アジュバン、売上高100億円の目標取り下げ 松井社長辞任で中村会長が兼務

20210122アジュバン中村氏

 ヘアケア・スキンケア製品を製造販売するアジュバンコスメジャパンは22日、2023年3月期の売上高を100億円、営業利益20億円などの目標を掲げた中期経営計画を取り下げると発表した。20年10月に発売したヘアケア分野の新製品「KASUI(カスイ)」が想定通り伸びなかったためだ。理化学研究所などとの共同開発で期待が大きかった「大型」の新製品を、新型コロナウイルスの逆風が直撃。新たな中期計画を練り直し、販売体制を立て直す。松井健二社長(56)は22日に辞任。後任として創業者の中村豊会長(74、写真=アジュバンコスメジャパン提供)が社長を兼務する。

 「KASUI」は育毛ケア商品。2015年から取り組んだ理化学研究所との共同研究の成果だ。理化学研究所などと共同で、育毛効果が確認できる有効成分を発見したと19年に特許を出願した。期待が膨らむ中での商品化で、スタートダッシュが売上高100億円に向けた弾みになるはずだった。
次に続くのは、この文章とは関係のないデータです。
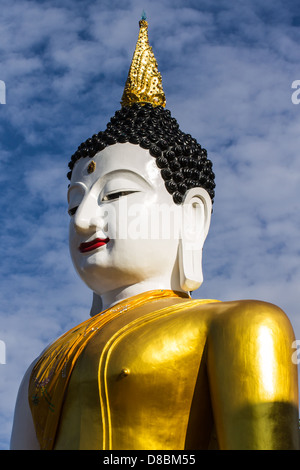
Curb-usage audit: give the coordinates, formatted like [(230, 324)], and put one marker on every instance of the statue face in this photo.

だが、新型コロナの感染拡大を受けて、通常ならホテルなどに会場を借りて開催する新商品の説明会は、すべて動画に切り替えざるを得ず、結果としてスタートダッシュが決められなかった。今後、徐々に製品が浸透しても、中期計画期間の残り2年で遅れを取り戻せないと判断した。

 緊急事態宣言の影響で出勤を抑制する必要もあり、担当者が直接サロンを訪れる営業ができなくなったのも逆風。既存のヘアケア製品、スキンケア製品も伸び悩んだ。特にスキンケア製品は、20年10〜12月の売上高が下期(20年10月〜21年3月)の計画に対して39.4%と苦戦。既存製品の販売について、21年1〜3月期の想定も引き下げた。一連の責任を取る形で、松井社長は辞任を申し出たという。22日付で役職の付かない取締役に降格した。香港現地法人の社長は松井氏が継続する。

 後任の社長は、田中順子専務(70)とともに、同社の前身である「みずふれんど」を1990年に設立し、91年から2016年まで社長を務めた中村豊会長が兼務する。経営体制も見直し、持ち株会社制を取り入れてコーポレートガバナンスを強化する。現在の監査役会設置会社から、監査等委員会設置会社に移行して、社外取締役の比率を高めるなど、取締役会の監督機能も強化。上場株式は持ち株会社が引き継ぐ予定だが、新たな会社名などは今後決める方針としている。

 中村 豊氏(なかむら・ゆたか) 1991年アクト企画(現アジュバンコスメジャパン)社長、16年に会長。兵庫県出身。